Bargain hunting expected in local stocks despite persistent bearish mood
Following a week-long decline, the local stock market may experience some bargain-hunting despite prevailing bearish sentiment, with investors likely to interpret the S&P Global Philippines Manufacturing PMI and US jobs and PCE inflation data for cues.
“The local market is still moving with a bearish bias, forming a new lower low and even visiting the below 6,000 territory last week. Corruption issues over the Philippines’ flood control projects and the Peso’s weakening position against the US Dollar continue to weigh on the bourse,” said Philstocks Financial Research Manager Japhet Tantiangco.
While seeing some bargain hunting is expected, he said a strong rally is not yet likely until the market finds a strong positive catalyst.
Aside from dealing with corruption issues, he said investors may also take cues from the movement of other relevant markets next week.
“The Peso’s direction may still play a significant role in the market’s movement, with a further depreciation causing a market decline and an appreciation causing a market rebound.
“Long-term treasury yields may also affect the market’s movement next week. A further rise in yields is expected to weigh on the bourse while a drop may help fuel a market climb,” said Tantiangco.

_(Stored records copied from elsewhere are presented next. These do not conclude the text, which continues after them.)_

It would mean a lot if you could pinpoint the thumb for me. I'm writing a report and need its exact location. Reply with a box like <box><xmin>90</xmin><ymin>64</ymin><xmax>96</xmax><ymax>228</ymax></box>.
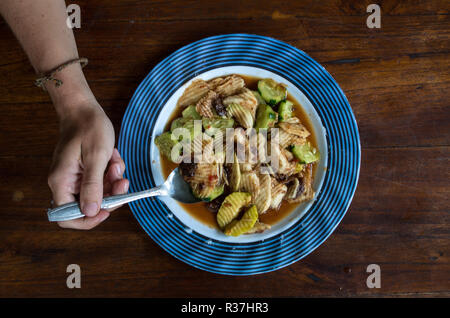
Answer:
<box><xmin>80</xmin><ymin>155</ymin><xmax>108</xmax><ymax>216</ymax></box>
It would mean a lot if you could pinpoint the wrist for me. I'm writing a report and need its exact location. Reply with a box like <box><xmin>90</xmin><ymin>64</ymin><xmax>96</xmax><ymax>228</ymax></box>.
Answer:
<box><xmin>45</xmin><ymin>63</ymin><xmax>96</xmax><ymax>117</ymax></box>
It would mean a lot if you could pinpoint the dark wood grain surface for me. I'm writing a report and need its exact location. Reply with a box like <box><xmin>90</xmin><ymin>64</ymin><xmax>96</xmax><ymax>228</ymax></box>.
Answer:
<box><xmin>0</xmin><ymin>0</ymin><xmax>450</xmax><ymax>297</ymax></box>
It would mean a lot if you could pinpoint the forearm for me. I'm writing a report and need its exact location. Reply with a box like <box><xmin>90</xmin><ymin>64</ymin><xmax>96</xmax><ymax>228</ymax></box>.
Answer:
<box><xmin>0</xmin><ymin>0</ymin><xmax>92</xmax><ymax>115</ymax></box>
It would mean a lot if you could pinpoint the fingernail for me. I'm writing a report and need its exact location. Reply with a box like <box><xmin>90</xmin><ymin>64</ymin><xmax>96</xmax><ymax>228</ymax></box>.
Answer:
<box><xmin>100</xmin><ymin>212</ymin><xmax>110</xmax><ymax>222</ymax></box>
<box><xmin>115</xmin><ymin>164</ymin><xmax>122</xmax><ymax>176</ymax></box>
<box><xmin>83</xmin><ymin>202</ymin><xmax>98</xmax><ymax>216</ymax></box>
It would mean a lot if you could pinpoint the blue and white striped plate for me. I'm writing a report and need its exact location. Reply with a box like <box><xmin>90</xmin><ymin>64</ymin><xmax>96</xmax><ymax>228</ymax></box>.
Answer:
<box><xmin>119</xmin><ymin>34</ymin><xmax>361</xmax><ymax>275</ymax></box>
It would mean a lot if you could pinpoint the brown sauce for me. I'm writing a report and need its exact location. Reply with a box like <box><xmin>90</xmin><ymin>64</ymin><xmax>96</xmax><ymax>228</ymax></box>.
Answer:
<box><xmin>160</xmin><ymin>75</ymin><xmax>317</xmax><ymax>229</ymax></box>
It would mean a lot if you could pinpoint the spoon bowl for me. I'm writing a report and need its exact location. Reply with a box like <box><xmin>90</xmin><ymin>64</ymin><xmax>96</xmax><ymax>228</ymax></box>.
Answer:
<box><xmin>47</xmin><ymin>168</ymin><xmax>200</xmax><ymax>222</ymax></box>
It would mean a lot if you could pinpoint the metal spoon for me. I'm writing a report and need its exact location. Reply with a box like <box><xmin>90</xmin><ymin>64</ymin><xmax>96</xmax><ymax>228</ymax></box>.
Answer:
<box><xmin>47</xmin><ymin>168</ymin><xmax>200</xmax><ymax>222</ymax></box>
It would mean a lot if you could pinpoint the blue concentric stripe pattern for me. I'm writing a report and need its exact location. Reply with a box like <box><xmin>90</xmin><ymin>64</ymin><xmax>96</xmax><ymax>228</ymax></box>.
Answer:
<box><xmin>119</xmin><ymin>34</ymin><xmax>361</xmax><ymax>275</ymax></box>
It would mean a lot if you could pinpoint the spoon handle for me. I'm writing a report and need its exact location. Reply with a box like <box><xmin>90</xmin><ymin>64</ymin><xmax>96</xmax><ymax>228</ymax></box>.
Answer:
<box><xmin>47</xmin><ymin>186</ymin><xmax>167</xmax><ymax>222</ymax></box>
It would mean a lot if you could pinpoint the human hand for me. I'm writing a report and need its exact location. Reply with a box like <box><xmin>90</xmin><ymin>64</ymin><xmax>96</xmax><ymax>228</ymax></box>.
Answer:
<box><xmin>48</xmin><ymin>97</ymin><xmax>129</xmax><ymax>230</ymax></box>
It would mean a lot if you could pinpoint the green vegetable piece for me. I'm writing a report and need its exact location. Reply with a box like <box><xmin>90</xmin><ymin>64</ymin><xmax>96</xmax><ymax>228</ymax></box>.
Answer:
<box><xmin>181</xmin><ymin>105</ymin><xmax>202</xmax><ymax>119</ymax></box>
<box><xmin>170</xmin><ymin>117</ymin><xmax>201</xmax><ymax>139</ymax></box>
<box><xmin>155</xmin><ymin>131</ymin><xmax>178</xmax><ymax>161</ymax></box>
<box><xmin>170</xmin><ymin>117</ymin><xmax>191</xmax><ymax>132</ymax></box>
<box><xmin>258</xmin><ymin>78</ymin><xmax>287</xmax><ymax>106</ymax></box>
<box><xmin>202</xmin><ymin>118</ymin><xmax>234</xmax><ymax>130</ymax></box>
<box><xmin>255</xmin><ymin>104</ymin><xmax>278</xmax><ymax>129</ymax></box>
<box><xmin>291</xmin><ymin>142</ymin><xmax>320</xmax><ymax>164</ymax></box>
<box><xmin>252</xmin><ymin>91</ymin><xmax>266</xmax><ymax>105</ymax></box>
<box><xmin>224</xmin><ymin>205</ymin><xmax>258</xmax><ymax>236</ymax></box>
<box><xmin>217</xmin><ymin>192</ymin><xmax>252</xmax><ymax>228</ymax></box>
<box><xmin>278</xmin><ymin>100</ymin><xmax>294</xmax><ymax>122</ymax></box>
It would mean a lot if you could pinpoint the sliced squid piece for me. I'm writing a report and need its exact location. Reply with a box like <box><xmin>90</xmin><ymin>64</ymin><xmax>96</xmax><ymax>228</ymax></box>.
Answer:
<box><xmin>224</xmin><ymin>205</ymin><xmax>258</xmax><ymax>236</ymax></box>
<box><xmin>227</xmin><ymin>104</ymin><xmax>255</xmax><ymax>128</ymax></box>
<box><xmin>195</xmin><ymin>91</ymin><xmax>217</xmax><ymax>118</ymax></box>
<box><xmin>255</xmin><ymin>174</ymin><xmax>272</xmax><ymax>214</ymax></box>
<box><xmin>217</xmin><ymin>192</ymin><xmax>251</xmax><ymax>228</ymax></box>
<box><xmin>223</xmin><ymin>88</ymin><xmax>258</xmax><ymax>118</ymax></box>
<box><xmin>239</xmin><ymin>172</ymin><xmax>260</xmax><ymax>203</ymax></box>
<box><xmin>245</xmin><ymin>221</ymin><xmax>271</xmax><ymax>234</ymax></box>
<box><xmin>230</xmin><ymin>154</ymin><xmax>241</xmax><ymax>192</ymax></box>
<box><xmin>208</xmin><ymin>74</ymin><xmax>245</xmax><ymax>97</ymax></box>
<box><xmin>278</xmin><ymin>122</ymin><xmax>310</xmax><ymax>138</ymax></box>
<box><xmin>186</xmin><ymin>163</ymin><xmax>222</xmax><ymax>187</ymax></box>
<box><xmin>177</xmin><ymin>79</ymin><xmax>209</xmax><ymax>107</ymax></box>
<box><xmin>270</xmin><ymin>179</ymin><xmax>287</xmax><ymax>210</ymax></box>
<box><xmin>288</xmin><ymin>164</ymin><xmax>315</xmax><ymax>203</ymax></box>
<box><xmin>285</xmin><ymin>178</ymin><xmax>300</xmax><ymax>202</ymax></box>
<box><xmin>278</xmin><ymin>129</ymin><xmax>306</xmax><ymax>148</ymax></box>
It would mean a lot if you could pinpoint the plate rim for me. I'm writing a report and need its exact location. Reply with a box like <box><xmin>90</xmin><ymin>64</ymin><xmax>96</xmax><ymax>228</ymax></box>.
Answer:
<box><xmin>119</xmin><ymin>34</ymin><xmax>361</xmax><ymax>275</ymax></box>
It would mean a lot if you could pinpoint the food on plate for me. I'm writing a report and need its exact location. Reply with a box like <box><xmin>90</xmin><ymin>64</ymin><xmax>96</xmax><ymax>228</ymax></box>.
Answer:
<box><xmin>155</xmin><ymin>74</ymin><xmax>320</xmax><ymax>236</ymax></box>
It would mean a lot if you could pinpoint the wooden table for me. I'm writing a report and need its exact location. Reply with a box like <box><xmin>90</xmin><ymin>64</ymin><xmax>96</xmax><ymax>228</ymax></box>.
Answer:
<box><xmin>0</xmin><ymin>0</ymin><xmax>450</xmax><ymax>297</ymax></box>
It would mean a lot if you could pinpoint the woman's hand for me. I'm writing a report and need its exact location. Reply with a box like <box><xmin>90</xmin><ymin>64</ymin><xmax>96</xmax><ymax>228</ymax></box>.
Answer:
<box><xmin>48</xmin><ymin>96</ymin><xmax>129</xmax><ymax>230</ymax></box>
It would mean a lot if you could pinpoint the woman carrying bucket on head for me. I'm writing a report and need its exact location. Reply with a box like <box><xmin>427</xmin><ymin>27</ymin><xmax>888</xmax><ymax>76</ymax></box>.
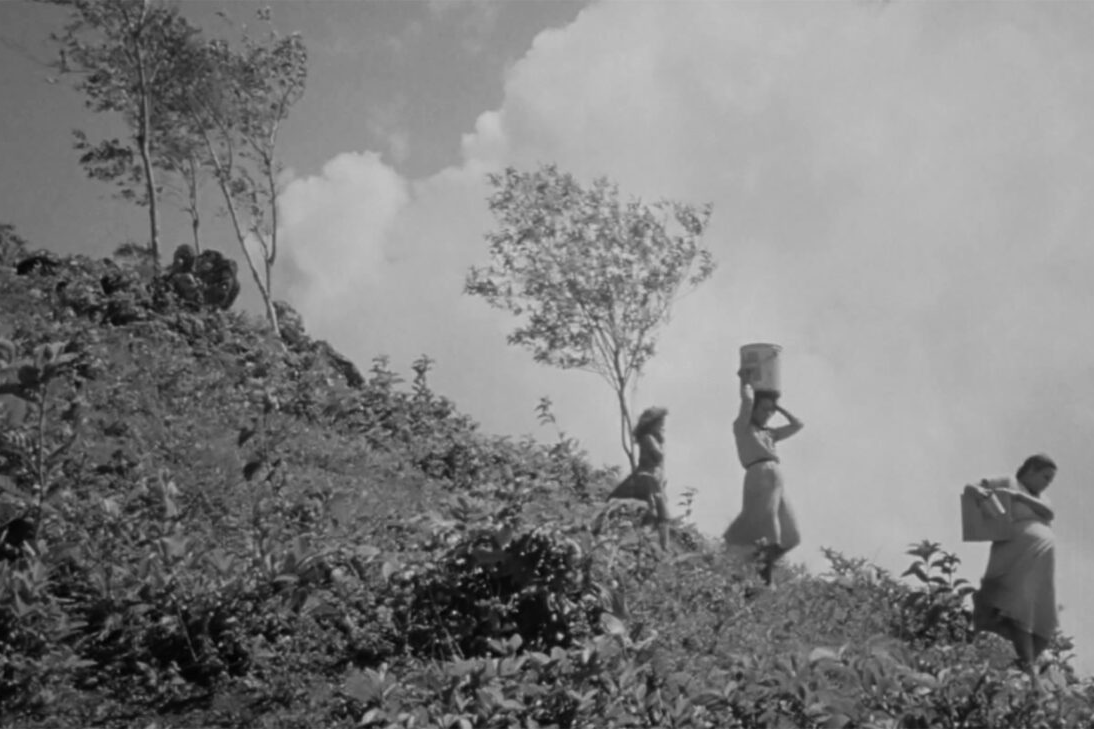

For its part, online brokerage 2TradeAsia.com said the Fed navigates a delicate balance between persistent inflation risks and softening labor signals.
It noted that the September 25bps cut marks a pivot, “but FOMC dots signal only one more quarter-point reduction by year-end, with seven members favoring no further action or hikes amid positive GDP and labor reports.”
Into early 2026, consensus is pricing in 50bps total cuts if unemployment edges above 4.3 percent, but aggressive easing risks reversing course if tariff passthrough accelerates.
“Locally, the BSP continues to advocate for the doves, with officials recently telegraphing a 25bps cut at the next policy meeting (Oct. 9).
“Following August's trim and with September inflation data due soon, some policy rate momentum may be expected in time for a resurgence in household spending and capex frontloading in the fourth quarter,” 2TradeAsia.com said.
The brokerage said that, “Ultimately, while volatility may persist in the short run, current market pessimism presents a compelling accumulation opportunity for patient capital.”
For stock picks, Abacus Securities Corporation favors Megawide Construction Corporation as it sees more upside despite the recent rally in its share price.
The brokerage said the firm will benefit from the cash and stock payments of its parent company, Citicore, as it uses the funds to pare down debt, and interest payments are expected to drop 20 percent next year.
Megawide is also expected to grow earnings from its housing subsidiary, while its order book is expected to get a boost from new contracts that may be bagged later this year.
Meanwhile, Unicapital Securities Research Analyst Peter Louise D. Garnace has a BUY rating for Meralco after slightly raising the target price by two percent after increasing the earnings contribution assumption from its LNG investment.